Objetivo: Hyperglycemic hyperosmolar não ketotic (HHNK) síndrome é pensado para ser uma entidade rara na população pediátrica, associada com mortalidade significativa com base em relatos de caso na literatura. Como a obesidade e diabetes tipo 2 na infância crescem na prevalência, tais complicações relacionadas também podem aumentar. Este estudo servirá para fornecer informações atualizadas sobre o curso clínico típico e as sequelas da síndrome de HHNK na infância. métodos

: os doentes diagnosticados com diabetes tipo 2 no Children’s Hospital of Philadelphia (CHOP) durante um período de 5 anos foram analisados retrospectivamente para detectar quaisquer provas laboratoriais de episódios anteriores de síndrome de HHNK. O padrão critérios de diagnóstico de glicose sangüínea >600 mg/dL e da osmolalidade sérica >330 mOsm/L, com apenas uma leve acidose (soro bicarbonato >15 mmol/L e pequenas ketonuria 15 mg/dL ou menos) foram utilizados. resultados de

: foram revistos os registos de todos os doentes com diabetes mellitus tipo 2 (DM) diagnosticados durante um período de 5 anos (n=190).
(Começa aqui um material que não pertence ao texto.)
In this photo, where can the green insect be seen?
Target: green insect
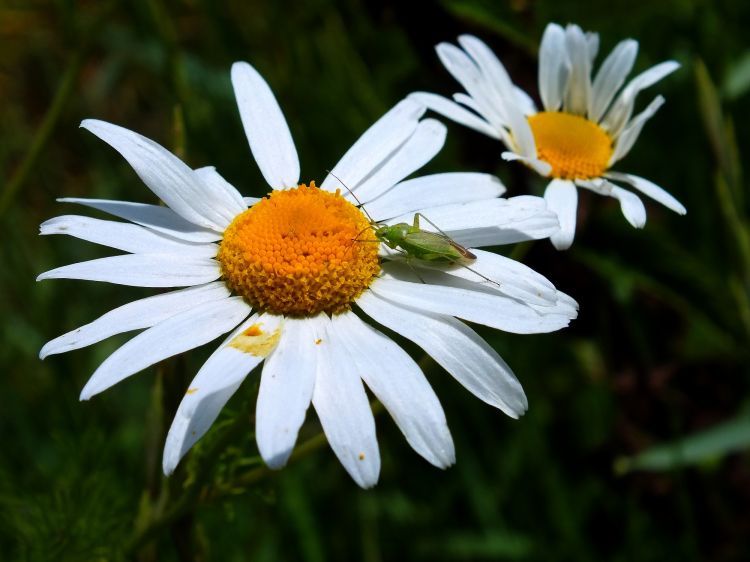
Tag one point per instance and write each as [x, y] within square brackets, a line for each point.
[415, 243]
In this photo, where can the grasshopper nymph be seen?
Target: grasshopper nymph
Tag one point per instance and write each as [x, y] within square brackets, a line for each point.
[415, 244]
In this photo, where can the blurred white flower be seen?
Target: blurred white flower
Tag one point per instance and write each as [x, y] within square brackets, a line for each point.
[586, 126]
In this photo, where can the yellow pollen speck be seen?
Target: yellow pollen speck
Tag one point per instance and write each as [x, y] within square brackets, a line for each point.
[255, 341]
[253, 330]
[575, 147]
[299, 252]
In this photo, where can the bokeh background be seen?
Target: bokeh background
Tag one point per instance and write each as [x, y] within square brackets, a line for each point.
[635, 443]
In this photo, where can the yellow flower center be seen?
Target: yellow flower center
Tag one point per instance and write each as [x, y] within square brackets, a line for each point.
[575, 147]
[299, 252]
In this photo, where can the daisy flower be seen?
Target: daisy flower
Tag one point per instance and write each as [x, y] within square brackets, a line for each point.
[291, 277]
[586, 126]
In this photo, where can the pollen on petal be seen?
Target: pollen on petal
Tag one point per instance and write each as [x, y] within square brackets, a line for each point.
[575, 147]
[299, 252]
[255, 341]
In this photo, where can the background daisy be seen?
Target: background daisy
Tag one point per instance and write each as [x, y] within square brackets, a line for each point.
[586, 125]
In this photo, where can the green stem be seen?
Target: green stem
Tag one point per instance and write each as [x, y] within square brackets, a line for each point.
[195, 495]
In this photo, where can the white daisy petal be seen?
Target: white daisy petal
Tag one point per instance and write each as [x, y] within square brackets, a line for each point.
[375, 145]
[438, 189]
[466, 72]
[610, 77]
[155, 217]
[218, 379]
[619, 114]
[490, 222]
[510, 277]
[135, 315]
[465, 100]
[545, 302]
[457, 348]
[631, 205]
[539, 166]
[455, 112]
[564, 305]
[397, 381]
[498, 77]
[141, 270]
[562, 198]
[491, 310]
[524, 102]
[286, 387]
[344, 412]
[265, 127]
[166, 175]
[629, 135]
[578, 91]
[214, 181]
[652, 190]
[592, 45]
[181, 332]
[123, 236]
[553, 67]
[420, 148]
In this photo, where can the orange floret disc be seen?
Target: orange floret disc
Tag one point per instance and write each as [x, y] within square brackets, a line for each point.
[575, 147]
[299, 252]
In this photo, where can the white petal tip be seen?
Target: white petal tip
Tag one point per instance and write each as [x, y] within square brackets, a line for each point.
[278, 461]
[561, 242]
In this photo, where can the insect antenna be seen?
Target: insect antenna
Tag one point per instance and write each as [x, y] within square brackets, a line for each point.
[361, 205]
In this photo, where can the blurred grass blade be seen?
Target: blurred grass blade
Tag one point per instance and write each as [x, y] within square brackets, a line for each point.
[720, 134]
[737, 81]
[704, 446]
[43, 134]
[488, 17]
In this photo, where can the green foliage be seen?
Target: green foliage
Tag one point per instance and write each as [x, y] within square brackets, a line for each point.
[653, 372]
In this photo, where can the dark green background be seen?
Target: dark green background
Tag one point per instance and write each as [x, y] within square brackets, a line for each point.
[659, 352]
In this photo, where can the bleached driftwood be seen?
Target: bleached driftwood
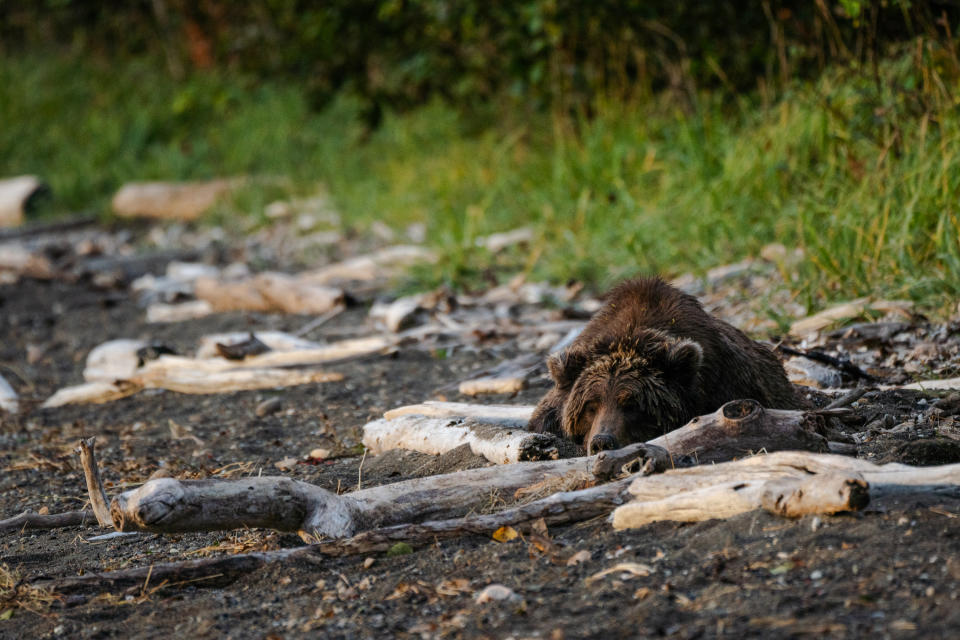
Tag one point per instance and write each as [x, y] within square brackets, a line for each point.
[508, 377]
[198, 380]
[92, 393]
[15, 195]
[169, 200]
[275, 340]
[169, 505]
[204, 382]
[162, 312]
[9, 401]
[217, 375]
[742, 427]
[95, 491]
[787, 483]
[113, 360]
[557, 509]
[513, 415]
[22, 261]
[382, 263]
[398, 314]
[738, 428]
[271, 291]
[846, 311]
[926, 385]
[28, 520]
[495, 441]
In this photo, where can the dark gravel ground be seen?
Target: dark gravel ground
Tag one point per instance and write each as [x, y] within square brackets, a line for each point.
[892, 570]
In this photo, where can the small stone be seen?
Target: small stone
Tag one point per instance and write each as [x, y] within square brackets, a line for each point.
[496, 593]
[286, 464]
[579, 558]
[268, 406]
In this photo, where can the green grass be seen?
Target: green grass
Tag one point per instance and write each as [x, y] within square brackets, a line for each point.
[862, 175]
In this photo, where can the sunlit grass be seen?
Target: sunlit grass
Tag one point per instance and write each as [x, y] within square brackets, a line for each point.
[862, 177]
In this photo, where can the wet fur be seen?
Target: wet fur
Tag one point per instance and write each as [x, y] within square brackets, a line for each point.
[649, 361]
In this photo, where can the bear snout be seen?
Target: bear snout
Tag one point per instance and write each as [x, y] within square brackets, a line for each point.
[600, 443]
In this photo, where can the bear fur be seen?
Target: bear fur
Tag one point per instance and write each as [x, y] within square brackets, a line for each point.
[649, 361]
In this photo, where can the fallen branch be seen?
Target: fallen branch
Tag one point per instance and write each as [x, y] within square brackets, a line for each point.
[739, 428]
[28, 520]
[15, 197]
[507, 377]
[167, 505]
[382, 263]
[8, 397]
[742, 427]
[495, 441]
[91, 472]
[170, 200]
[557, 509]
[513, 415]
[843, 364]
[199, 380]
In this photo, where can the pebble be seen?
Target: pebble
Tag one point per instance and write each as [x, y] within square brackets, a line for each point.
[498, 593]
[268, 406]
[579, 557]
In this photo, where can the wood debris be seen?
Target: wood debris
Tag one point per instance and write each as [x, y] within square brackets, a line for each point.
[9, 401]
[499, 443]
[15, 196]
[846, 311]
[170, 200]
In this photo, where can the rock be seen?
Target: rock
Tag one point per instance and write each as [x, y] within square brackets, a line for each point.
[496, 593]
[320, 453]
[808, 373]
[286, 464]
[268, 407]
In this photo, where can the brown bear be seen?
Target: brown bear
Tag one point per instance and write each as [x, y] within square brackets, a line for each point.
[648, 362]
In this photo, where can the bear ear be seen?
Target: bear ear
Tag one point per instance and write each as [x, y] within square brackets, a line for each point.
[565, 367]
[683, 360]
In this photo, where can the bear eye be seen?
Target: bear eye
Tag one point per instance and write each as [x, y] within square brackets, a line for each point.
[589, 411]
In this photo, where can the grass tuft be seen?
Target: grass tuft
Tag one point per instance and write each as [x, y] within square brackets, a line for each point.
[860, 173]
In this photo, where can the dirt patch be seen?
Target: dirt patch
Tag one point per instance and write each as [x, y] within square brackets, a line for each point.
[892, 570]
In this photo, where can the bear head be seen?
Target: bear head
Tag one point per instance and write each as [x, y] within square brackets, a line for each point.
[623, 390]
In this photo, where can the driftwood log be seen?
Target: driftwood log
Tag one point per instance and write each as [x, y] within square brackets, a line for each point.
[167, 505]
[787, 483]
[15, 196]
[208, 375]
[559, 508]
[738, 428]
[28, 520]
[743, 427]
[497, 442]
[170, 200]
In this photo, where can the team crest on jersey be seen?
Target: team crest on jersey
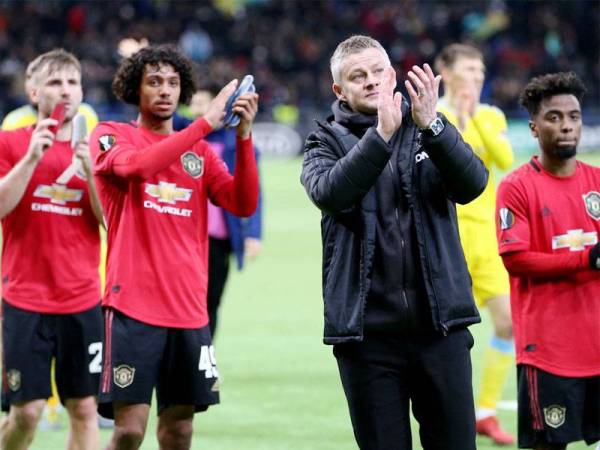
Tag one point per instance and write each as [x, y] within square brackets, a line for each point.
[13, 379]
[592, 204]
[574, 240]
[193, 164]
[58, 193]
[123, 375]
[554, 415]
[106, 142]
[507, 218]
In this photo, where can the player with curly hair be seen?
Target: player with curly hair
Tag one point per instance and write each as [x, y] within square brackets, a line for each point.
[155, 183]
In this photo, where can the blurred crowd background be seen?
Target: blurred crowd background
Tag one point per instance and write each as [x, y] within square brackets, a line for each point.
[286, 44]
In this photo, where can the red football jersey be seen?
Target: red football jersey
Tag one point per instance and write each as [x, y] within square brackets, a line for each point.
[157, 223]
[51, 241]
[555, 318]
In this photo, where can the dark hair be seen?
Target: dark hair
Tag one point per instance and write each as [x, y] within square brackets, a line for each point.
[128, 79]
[452, 52]
[549, 85]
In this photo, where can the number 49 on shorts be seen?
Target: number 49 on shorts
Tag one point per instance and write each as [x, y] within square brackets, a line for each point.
[208, 362]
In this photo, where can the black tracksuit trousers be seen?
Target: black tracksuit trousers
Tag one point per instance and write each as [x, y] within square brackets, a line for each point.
[381, 377]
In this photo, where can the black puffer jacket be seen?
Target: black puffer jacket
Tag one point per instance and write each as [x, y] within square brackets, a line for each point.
[339, 172]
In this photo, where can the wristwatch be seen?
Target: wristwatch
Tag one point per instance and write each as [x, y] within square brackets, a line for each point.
[435, 127]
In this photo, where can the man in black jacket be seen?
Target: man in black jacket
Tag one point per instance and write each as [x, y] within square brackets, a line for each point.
[397, 292]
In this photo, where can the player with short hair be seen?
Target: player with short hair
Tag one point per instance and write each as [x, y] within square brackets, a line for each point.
[50, 214]
[397, 293]
[25, 116]
[154, 184]
[484, 128]
[548, 220]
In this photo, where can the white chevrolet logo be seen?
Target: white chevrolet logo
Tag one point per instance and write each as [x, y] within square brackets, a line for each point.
[168, 192]
[575, 240]
[58, 193]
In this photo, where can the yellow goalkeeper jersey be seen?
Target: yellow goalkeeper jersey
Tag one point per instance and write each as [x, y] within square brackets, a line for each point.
[485, 132]
[27, 115]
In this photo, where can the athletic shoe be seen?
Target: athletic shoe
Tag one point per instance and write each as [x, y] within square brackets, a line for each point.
[490, 427]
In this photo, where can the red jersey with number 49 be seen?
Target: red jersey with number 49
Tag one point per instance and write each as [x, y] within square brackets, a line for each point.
[51, 242]
[157, 227]
[556, 319]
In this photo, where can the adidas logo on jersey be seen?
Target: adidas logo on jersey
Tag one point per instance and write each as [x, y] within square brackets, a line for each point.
[421, 156]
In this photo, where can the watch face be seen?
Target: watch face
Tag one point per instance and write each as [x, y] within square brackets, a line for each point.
[436, 126]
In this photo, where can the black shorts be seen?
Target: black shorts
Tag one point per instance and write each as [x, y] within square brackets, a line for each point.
[138, 357]
[556, 409]
[29, 342]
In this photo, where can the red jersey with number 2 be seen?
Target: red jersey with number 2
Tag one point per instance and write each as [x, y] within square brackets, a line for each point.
[51, 241]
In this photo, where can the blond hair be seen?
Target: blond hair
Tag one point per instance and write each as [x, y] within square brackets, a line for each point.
[53, 60]
[354, 44]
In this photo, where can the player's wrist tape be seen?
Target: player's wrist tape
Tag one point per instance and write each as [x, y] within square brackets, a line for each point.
[595, 257]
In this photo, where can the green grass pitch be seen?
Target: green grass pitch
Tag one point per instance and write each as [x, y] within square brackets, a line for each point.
[280, 385]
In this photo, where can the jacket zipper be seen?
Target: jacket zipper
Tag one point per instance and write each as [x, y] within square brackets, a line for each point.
[443, 326]
[403, 245]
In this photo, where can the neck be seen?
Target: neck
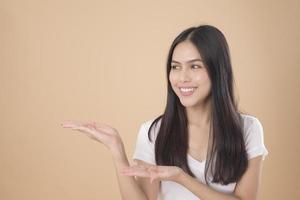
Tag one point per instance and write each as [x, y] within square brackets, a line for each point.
[199, 115]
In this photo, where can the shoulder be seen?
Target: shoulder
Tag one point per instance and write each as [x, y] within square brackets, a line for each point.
[250, 122]
[253, 136]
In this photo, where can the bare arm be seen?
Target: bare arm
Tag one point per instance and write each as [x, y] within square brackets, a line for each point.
[130, 188]
[246, 188]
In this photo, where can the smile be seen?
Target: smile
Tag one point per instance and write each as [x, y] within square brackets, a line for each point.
[187, 91]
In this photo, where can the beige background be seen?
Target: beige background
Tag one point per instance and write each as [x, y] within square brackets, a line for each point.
[105, 61]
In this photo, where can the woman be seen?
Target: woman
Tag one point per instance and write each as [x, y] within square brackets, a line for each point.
[201, 147]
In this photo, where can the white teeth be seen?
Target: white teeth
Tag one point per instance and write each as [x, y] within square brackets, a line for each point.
[187, 89]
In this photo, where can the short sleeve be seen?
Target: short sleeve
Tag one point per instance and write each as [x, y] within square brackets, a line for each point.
[254, 139]
[144, 148]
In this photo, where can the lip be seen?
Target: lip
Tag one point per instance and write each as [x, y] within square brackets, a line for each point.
[189, 93]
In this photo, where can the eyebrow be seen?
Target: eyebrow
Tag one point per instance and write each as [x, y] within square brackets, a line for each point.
[193, 60]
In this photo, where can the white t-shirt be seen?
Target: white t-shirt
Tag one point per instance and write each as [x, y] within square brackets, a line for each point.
[254, 141]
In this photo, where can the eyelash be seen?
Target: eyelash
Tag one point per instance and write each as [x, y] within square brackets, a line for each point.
[174, 66]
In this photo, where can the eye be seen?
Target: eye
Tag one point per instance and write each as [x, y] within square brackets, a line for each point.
[174, 66]
[196, 66]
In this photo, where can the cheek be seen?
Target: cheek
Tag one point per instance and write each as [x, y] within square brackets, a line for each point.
[171, 79]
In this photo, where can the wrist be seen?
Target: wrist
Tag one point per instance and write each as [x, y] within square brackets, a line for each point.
[181, 177]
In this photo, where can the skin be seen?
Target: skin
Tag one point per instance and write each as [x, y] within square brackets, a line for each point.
[141, 181]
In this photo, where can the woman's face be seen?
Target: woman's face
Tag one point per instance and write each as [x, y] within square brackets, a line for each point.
[188, 76]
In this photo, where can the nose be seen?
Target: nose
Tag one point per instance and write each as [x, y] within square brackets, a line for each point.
[185, 75]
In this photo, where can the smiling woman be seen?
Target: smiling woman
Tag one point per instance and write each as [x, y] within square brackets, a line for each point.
[202, 146]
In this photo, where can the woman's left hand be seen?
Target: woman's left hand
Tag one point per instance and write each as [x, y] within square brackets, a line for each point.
[154, 172]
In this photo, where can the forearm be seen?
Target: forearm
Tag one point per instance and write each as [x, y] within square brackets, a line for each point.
[129, 188]
[202, 190]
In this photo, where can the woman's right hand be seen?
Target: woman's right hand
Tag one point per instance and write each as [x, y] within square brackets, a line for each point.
[102, 133]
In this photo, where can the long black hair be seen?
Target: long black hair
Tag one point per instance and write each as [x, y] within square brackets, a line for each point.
[226, 159]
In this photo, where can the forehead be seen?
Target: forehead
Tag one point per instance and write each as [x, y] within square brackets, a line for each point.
[185, 51]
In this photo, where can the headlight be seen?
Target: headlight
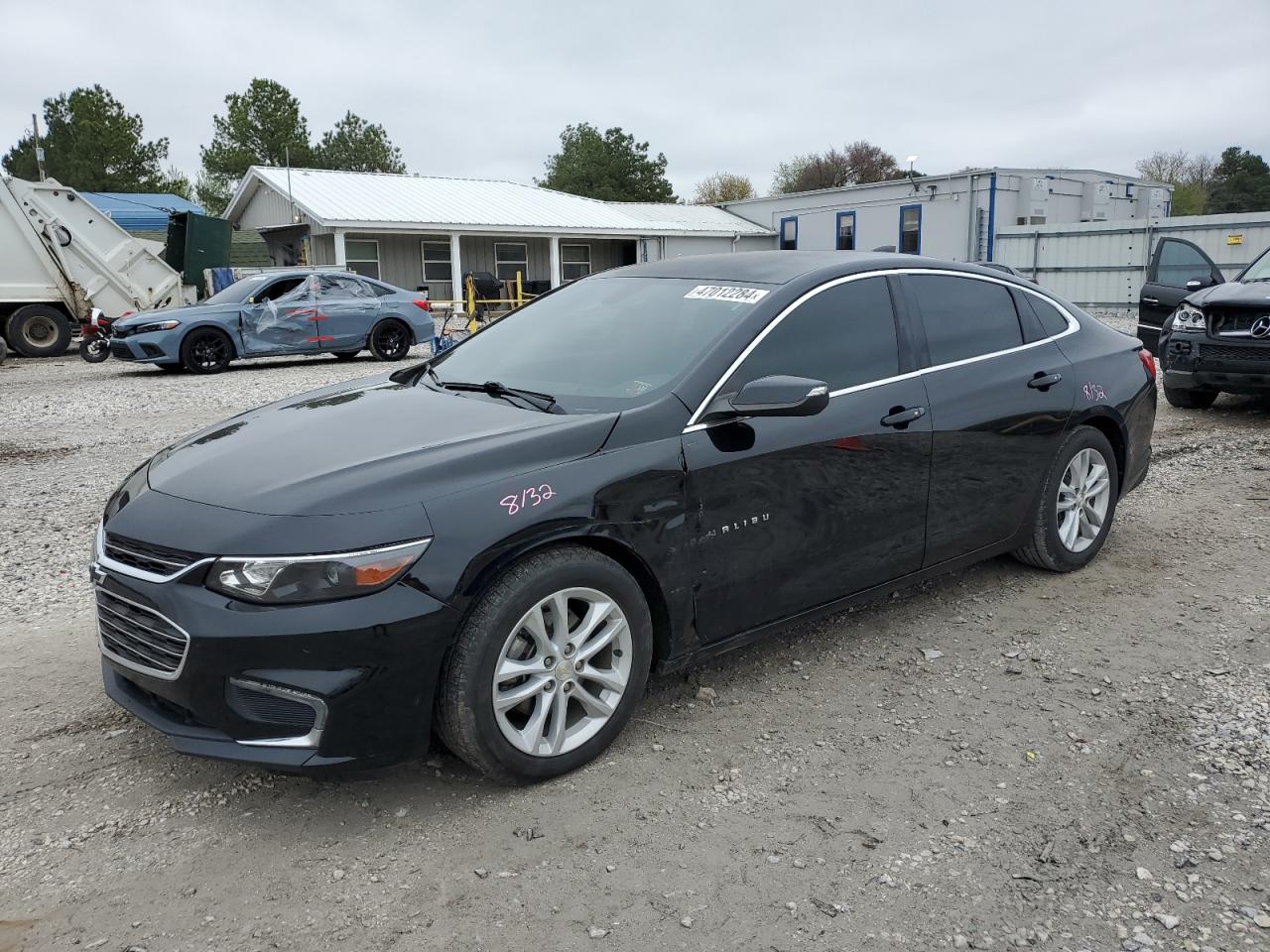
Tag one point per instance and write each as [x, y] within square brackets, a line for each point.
[157, 325]
[1188, 317]
[286, 579]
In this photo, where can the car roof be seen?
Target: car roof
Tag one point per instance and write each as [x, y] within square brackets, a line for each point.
[783, 267]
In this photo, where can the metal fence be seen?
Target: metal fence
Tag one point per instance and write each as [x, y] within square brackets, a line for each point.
[1101, 266]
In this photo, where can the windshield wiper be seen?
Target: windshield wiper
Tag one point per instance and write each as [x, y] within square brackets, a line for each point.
[539, 402]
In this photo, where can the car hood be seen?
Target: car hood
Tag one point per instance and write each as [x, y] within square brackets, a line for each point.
[367, 445]
[189, 312]
[1252, 295]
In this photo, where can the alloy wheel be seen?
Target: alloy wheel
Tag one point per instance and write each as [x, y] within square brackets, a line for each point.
[563, 671]
[1083, 497]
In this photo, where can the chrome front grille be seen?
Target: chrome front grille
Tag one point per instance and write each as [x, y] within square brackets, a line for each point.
[139, 638]
[157, 560]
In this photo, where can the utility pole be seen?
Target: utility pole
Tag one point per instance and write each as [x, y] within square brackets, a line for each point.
[40, 150]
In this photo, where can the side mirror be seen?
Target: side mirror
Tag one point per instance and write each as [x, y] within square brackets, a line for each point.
[772, 397]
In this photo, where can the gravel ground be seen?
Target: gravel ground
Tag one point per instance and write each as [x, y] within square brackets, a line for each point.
[1002, 758]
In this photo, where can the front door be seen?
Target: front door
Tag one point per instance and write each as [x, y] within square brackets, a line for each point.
[281, 318]
[998, 409]
[1175, 263]
[797, 512]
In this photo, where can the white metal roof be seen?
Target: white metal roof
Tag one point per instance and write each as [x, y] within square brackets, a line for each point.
[377, 199]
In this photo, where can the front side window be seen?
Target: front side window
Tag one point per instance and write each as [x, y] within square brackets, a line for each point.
[846, 231]
[964, 316]
[436, 262]
[630, 340]
[1179, 263]
[362, 257]
[911, 230]
[574, 262]
[789, 234]
[844, 335]
[509, 258]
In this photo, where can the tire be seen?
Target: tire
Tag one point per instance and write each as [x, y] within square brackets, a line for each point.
[466, 717]
[389, 340]
[1047, 547]
[1191, 399]
[39, 330]
[206, 350]
[95, 349]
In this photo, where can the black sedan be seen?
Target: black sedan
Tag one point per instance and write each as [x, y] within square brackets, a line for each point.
[647, 467]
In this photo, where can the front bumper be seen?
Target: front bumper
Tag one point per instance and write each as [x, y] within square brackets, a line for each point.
[365, 667]
[1229, 365]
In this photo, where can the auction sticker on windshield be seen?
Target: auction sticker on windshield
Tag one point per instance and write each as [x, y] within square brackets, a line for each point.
[719, 293]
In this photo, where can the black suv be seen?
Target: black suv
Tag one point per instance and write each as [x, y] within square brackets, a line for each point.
[1211, 335]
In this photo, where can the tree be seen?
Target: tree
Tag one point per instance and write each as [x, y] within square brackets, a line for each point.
[91, 144]
[722, 186]
[613, 167]
[356, 145]
[855, 164]
[259, 127]
[1241, 182]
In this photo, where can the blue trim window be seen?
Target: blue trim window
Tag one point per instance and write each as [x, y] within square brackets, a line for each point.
[910, 230]
[846, 231]
[789, 234]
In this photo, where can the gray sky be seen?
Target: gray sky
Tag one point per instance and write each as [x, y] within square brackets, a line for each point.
[483, 89]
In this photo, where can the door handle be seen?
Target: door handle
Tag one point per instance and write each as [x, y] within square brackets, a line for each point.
[1044, 381]
[899, 417]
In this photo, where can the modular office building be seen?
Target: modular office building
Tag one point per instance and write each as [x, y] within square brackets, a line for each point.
[951, 216]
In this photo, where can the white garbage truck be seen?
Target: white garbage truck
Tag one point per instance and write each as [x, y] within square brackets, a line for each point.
[60, 258]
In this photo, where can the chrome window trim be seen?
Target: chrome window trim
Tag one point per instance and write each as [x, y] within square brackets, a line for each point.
[104, 561]
[134, 665]
[1072, 326]
[302, 740]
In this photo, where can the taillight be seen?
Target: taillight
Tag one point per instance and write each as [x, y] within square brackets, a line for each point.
[1148, 362]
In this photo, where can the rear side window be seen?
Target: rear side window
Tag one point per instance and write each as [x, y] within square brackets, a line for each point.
[965, 317]
[1051, 317]
[843, 335]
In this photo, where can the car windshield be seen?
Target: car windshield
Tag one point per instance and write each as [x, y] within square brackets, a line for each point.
[1259, 270]
[603, 344]
[239, 291]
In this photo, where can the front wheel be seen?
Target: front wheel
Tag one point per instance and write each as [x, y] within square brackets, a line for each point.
[1076, 506]
[390, 340]
[94, 349]
[548, 666]
[1191, 399]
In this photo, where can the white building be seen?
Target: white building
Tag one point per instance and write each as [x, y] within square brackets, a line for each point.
[420, 231]
[952, 216]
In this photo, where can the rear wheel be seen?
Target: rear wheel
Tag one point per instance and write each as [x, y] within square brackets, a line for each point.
[548, 666]
[1076, 506]
[206, 350]
[39, 330]
[1191, 399]
[390, 340]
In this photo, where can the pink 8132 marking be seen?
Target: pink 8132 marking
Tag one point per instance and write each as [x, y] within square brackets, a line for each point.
[527, 498]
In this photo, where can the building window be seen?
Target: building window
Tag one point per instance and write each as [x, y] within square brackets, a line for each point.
[789, 234]
[509, 258]
[846, 231]
[574, 262]
[362, 255]
[436, 262]
[910, 230]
Sete doentes apresentaram um episódio de síndrome de HHNK por critérios diagnósticos (cinco do sexo masculino, Idade Média na apresentação 13, 3 anos, Faixa etária 10, 1–16, 9 anos), produzindo uma frequência de 3.7%. Todos eram afro-americanos. A síndrome de HHNK foi a apresentação clínica no diagnóstico de novos casos de diabetes para todas as sete crianças. Três das sete crianças tiveram um atraso de desenvolvimento previamente diagnosticado. A pontuação média da escala de coma de Glasgow (GCS) na apresentação foi de 13 (intervalo 9–15). O índice médio de Massa Corporal (IMC) na apresentação foi de 32, 7 kg/m(2) (n=6). A osmolalidade sérica média foi de 393 mOsm/L (n=7), e a glucose sanguínea média foi de 1604 mg / dL (n = 7). O tempo médio até o estado mental voltar à linha de base entre os sobreviventes foi de 3 d (intervalo 1-7 d). O número médio de dias hospitalares para sobreviventes foi de 10 (Intervalo 5–24 d). Quatro dos sete doentes tinham um curso descomplicado. Um doente desenvolveu falência de órgãos multissistemas e morreu no dia 4 do hospital. A taxa de mortalidade no caso foi de 14,3% (um de sete). Os sobreviventes não tinham sequelas de desenvolvimento neurológico apreciáveis. conclusões: esta revisão retrospectiva fornece informação actualizada sobre a entidade da síndrome de HHNK em crianças. Este estudo apoia a necessidade de uma maior sensibilização para a diabetes tipo 2 em crianças, de modo a evitar a morbilidade e mortalidade relacionadas com a síndrome de HHNK.

Deixe uma resposta

O seu endereço de email não será publicado.